Still, a ProblemBatch can be handled in a very similar way to a single Problem.
[31]:
alpha = 0.5
decision, _ = problem_batch.get_zero_decision()
objective, _ = problem_batch.get_score(decision=decision)
print(f"Step 0, objective = {objective}")
for i in range(10):
gradient, _ = problem_batch.get_gradient(decision=decision)
# Update decision
numpy_gradient = gradient.to_numpy_graph()
numpy_decision = decision.to_numpy_graph()
numpy_decision.feature_flat_array -= alpha * numpy_gradient.feature_flat_array
decision = JaxGraph.from_numpy_graph(numpy_decision)
objective, _ = problem_batch.get_score(decision=decision)
print(f"Step {i}, objective = {objective}")
Step 0, objective = [1.205530047416687, 0.3518087863922119, 0.006591798271983862]
Step 0, objective = [0.30138251185417175, 0.08795219659805298, 0.0016479495679959655]
Step 1, objective = [0.07534561306238174, 0.021988049149513245, 0.0004119873046875]
Step 2, objective = [0.018836403265595436, 0.005497012287378311, 0.000102996826171875]
Step 3, objective = [0.0047090970911085606, 0.0013742543524131179, 2.574920654296875e-05]
Step 4, objective = [0.0011772741563618183, 0.00034356300602667034, 6.4373016357421875e-06]
Step 5, objective = [0.00029431749135255814, 8.589089702581987e-05, 1.6093254089355469e-06]
Step 6, objective = [7.357935101026669e-05, 2.1472886146511883e-05, 4.023313522338867e-07]
Step 7, objective = [1.8394850485492498e-05, 5.3682501857110765e-06, 1.0058283805847168e-07]
Step 8, objective = [4.598733994498616e-06, 1.342021732853027e-06, 2.514570951461792e-08]
Step 9, objective = [1.149680656453711e-06, 3.3547598832228687e-07, 6.28642737865448e-09]
Notice that there is a scores are now lists of float.
Problem Loader¶
Being able to process problem instances per batch is nice, but not enough.
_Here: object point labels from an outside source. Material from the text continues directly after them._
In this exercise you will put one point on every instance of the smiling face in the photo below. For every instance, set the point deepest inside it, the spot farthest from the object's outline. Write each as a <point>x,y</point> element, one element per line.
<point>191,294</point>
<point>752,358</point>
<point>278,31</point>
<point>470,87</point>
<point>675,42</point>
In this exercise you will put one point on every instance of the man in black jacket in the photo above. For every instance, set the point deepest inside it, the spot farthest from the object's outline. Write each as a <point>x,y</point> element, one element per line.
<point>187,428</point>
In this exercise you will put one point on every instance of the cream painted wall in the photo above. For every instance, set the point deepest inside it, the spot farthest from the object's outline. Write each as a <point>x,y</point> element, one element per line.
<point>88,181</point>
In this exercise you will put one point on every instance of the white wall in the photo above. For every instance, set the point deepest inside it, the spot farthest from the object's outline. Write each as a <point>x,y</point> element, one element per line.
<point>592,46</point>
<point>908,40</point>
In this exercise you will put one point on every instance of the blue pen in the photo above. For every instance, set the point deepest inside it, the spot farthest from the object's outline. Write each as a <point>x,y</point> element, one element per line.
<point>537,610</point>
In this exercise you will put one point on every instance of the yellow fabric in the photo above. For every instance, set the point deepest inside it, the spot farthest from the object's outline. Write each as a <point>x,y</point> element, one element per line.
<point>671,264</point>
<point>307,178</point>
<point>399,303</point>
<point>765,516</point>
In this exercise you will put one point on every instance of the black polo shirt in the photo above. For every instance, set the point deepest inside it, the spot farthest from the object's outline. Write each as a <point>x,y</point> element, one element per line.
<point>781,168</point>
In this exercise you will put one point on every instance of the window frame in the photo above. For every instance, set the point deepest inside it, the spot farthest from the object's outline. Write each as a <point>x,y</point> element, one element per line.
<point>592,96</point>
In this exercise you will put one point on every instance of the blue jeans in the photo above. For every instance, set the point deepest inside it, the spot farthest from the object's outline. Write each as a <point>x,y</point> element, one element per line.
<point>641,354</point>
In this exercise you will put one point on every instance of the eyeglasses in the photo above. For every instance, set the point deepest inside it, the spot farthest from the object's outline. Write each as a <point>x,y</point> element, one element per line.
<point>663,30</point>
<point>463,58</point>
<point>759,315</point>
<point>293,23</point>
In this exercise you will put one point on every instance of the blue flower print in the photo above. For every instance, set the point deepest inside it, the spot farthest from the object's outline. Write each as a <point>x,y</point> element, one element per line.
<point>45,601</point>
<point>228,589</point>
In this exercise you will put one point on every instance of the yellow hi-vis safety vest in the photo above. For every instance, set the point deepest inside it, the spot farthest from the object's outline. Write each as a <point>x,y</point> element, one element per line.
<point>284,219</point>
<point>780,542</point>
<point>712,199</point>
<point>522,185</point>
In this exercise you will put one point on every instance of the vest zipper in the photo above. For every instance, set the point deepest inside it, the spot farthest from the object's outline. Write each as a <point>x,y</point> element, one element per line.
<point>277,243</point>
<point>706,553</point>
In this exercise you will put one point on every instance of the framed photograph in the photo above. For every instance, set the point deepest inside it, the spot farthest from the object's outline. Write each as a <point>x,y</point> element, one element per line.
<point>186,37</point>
To train a Graph Neural Network, we’ll need to iterate over multiple minibatches of problem instances. That’s where the ProblemLoader class comes in.
[32]:
from energnn.problem.example import LinearSystemProblemLoader
problem_loader = LinearSystemProblemLoader(batch_size=4, seed=7, dataset_size=16, n_max=4)
# Let us explore the context and decision structures
print("Context Structure:\n", problem_loader.context_structure, "\n")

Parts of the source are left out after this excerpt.